Videojuego ecuatoriano 'Despelote' logra histórica nominación en los premios BAFTA
Despelote: el videojuego ecuatoriano que pone a Quito en el mapa del gaming mundial
La industria de los videojuegos suele estar dominada por gigantes tecnológicos y grandes estudios internacionales. Sin embargo, un proyecto nacido en Ecuador ha logrado romper ese esquema. Se trata de Despelote, un videojuego independiente que ha captado la atención de críticos y jugadores alrededor del mundo.
Creado por los ecuatorianos Julián Cordero y Sebastián Valbuena, el título ha sido nominado a importantes premios internacionales, un reconocimiento que coloca al talento ecuatoriano dentro de una de las industrias culturales más influyentes del planeta.
Más que un videojuego deportivo, Despelote es una experiencia narrativa que mezcla memoria, fútbol e identidad cultural.
Un videojuego inspirado en un momento histórico del país
La historia de Despelote se desarrolla en Quito a inicios de los años 2000, cuando Ecuador vivía la emoción colectiva por la clasificación de la selección nacional al Mundial de Corea-Japón 2002.
El jugador asume el papel de Julián, un niño de ocho años que recorre calles, parques y barrios mientras juega fútbol con sus amigos y observa cómo la ciudad vibra con la esperanza mundialista.
A través de esa mirada infantil, el juego retrata la vida cotidiana de una ciudad y un país que, en medio de crisis económicas y sociales, encontró en el fútbol una razón para celebrar.
Este enfoque narrativo ha sido uno de los elementos más valorados por la crítica internacional.
Claves del éxito de Despelote
1. Una historia íntima y universal
Aunque el juego está profundamente ligado a Ecuador, su narrativa conecta con jugadores de cualquier parte del mundo. La infancia, el fútbol y la nostalgia son temas universales que generan identificación inmediata.
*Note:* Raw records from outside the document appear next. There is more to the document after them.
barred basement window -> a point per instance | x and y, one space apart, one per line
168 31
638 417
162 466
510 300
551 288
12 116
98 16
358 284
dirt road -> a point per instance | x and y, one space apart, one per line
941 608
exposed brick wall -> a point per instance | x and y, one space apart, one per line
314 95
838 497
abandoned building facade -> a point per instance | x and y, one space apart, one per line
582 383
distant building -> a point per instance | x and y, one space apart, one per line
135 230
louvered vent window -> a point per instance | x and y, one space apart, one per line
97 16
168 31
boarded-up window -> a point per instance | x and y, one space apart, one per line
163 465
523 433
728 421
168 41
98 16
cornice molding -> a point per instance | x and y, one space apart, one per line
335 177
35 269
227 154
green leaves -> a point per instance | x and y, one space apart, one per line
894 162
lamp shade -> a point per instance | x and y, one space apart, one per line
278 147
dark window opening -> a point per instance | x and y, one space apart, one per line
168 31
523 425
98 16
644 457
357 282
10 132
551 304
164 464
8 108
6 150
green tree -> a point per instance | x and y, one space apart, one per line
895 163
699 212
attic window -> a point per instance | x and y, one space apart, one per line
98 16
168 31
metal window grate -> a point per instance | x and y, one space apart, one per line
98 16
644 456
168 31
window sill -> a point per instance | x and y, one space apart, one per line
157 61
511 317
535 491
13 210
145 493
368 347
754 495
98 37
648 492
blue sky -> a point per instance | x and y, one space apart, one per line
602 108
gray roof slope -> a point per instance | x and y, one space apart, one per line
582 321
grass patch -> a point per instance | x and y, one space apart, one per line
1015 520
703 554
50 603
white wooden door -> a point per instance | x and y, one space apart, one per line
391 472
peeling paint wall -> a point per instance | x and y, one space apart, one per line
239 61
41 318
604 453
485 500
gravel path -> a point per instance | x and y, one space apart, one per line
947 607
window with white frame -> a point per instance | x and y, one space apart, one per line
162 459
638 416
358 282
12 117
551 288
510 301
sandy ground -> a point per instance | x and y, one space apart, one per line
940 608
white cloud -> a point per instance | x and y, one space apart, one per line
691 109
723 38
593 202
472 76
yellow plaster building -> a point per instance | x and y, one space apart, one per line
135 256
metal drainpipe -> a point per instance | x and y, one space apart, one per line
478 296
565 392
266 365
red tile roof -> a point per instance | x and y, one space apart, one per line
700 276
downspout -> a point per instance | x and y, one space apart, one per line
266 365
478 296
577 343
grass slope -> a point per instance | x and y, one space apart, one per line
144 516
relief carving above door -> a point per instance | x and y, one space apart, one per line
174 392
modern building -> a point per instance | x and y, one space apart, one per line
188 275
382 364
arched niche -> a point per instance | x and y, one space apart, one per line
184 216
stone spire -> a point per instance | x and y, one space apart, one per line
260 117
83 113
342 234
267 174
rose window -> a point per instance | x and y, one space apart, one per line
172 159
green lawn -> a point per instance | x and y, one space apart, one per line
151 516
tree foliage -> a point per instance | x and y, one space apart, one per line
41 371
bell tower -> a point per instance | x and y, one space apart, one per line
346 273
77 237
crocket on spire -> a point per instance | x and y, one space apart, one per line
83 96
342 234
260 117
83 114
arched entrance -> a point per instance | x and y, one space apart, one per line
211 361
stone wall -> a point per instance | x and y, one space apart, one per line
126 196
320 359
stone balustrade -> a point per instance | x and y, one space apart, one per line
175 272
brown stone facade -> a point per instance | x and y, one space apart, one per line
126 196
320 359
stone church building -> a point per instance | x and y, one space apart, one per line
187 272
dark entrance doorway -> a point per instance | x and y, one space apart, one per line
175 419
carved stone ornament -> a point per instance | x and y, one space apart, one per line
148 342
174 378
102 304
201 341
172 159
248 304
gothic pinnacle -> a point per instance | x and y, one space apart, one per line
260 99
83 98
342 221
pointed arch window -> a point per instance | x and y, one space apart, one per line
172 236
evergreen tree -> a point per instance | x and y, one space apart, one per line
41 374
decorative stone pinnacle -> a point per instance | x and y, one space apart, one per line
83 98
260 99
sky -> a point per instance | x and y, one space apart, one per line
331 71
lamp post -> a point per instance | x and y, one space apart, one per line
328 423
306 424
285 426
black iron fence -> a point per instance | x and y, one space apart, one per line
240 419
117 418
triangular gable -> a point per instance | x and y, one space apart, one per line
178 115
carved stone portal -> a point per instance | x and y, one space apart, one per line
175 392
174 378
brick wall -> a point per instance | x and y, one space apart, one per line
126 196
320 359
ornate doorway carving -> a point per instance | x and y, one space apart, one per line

2. Una representación auténtica de Quito
El juego incluye sonidos, escenarios y diálogos inspirados en la vida real de la capital ecuatoriana. Incluso incorpora modismos locales y detalles culturales que refuerzan su identidad.
La experiencia permite recorrer calles y espacios urbanos mientras se interactúa con personajes que reflejan la vida cotidiana del país.
3. Un enfoque narrativo diferente
A diferencia de los simuladores deportivos tradicionales, Despelote no se centra en competir o ganar partidos. Su propuesta combina exploración, recuerdos y pequeñas historias del día a día.
Esto lo acerca más a una obra narrativa interactiva que a un videojuego de fútbol convencional.
4. Reconocimiento de la crítica internacional
Desde su lanzamiento en 2025, el juego ha recibido elogios de medios especializados y se posicionó entre los mejores títulos del año en plataformas de crítica como Metacritic.
Además, ganó el premio al videojuego "Más asombroso" en los A Maze Awards de Berlín, uno de los festivales más importantes para el desarrollo independiente.
5. Nominaciones en premios internacionales
El videojuego ecuatoriano ha sido nominado en categorías relevantes de premios internacionales, como "Mejor debut indie" y "Games for Impact", que reconocen propuestas con impacto social y narrativo.
Estas nominaciones lo colocan frente a producciones internacionales con presupuestos mucho más altos.
Un impulso para la industria creativa ecuatoriana
El éxito de Despelote demuestra que la industria del desarrollo de videojuegos en América Latina está creciendo y ganando reconocimiento global.
Durante años, Ecuador ha sido un actor pequeño dentro del sector. Sin embargo, proyectos como este muestran que la creatividad, las historias locales y las nuevas tecnologías pueden competir en el escenario internacional.
También abre la puerta para que más estudios independientes ecuatorianos se animen a contar historias propias.
Porque al final, el verdadero logro de Despelote no es solo su nominación a premios internacionales.
Es haber demostrado que una historia nacida en las calles de Quito puede emocionar a jugadores de todo el mundo.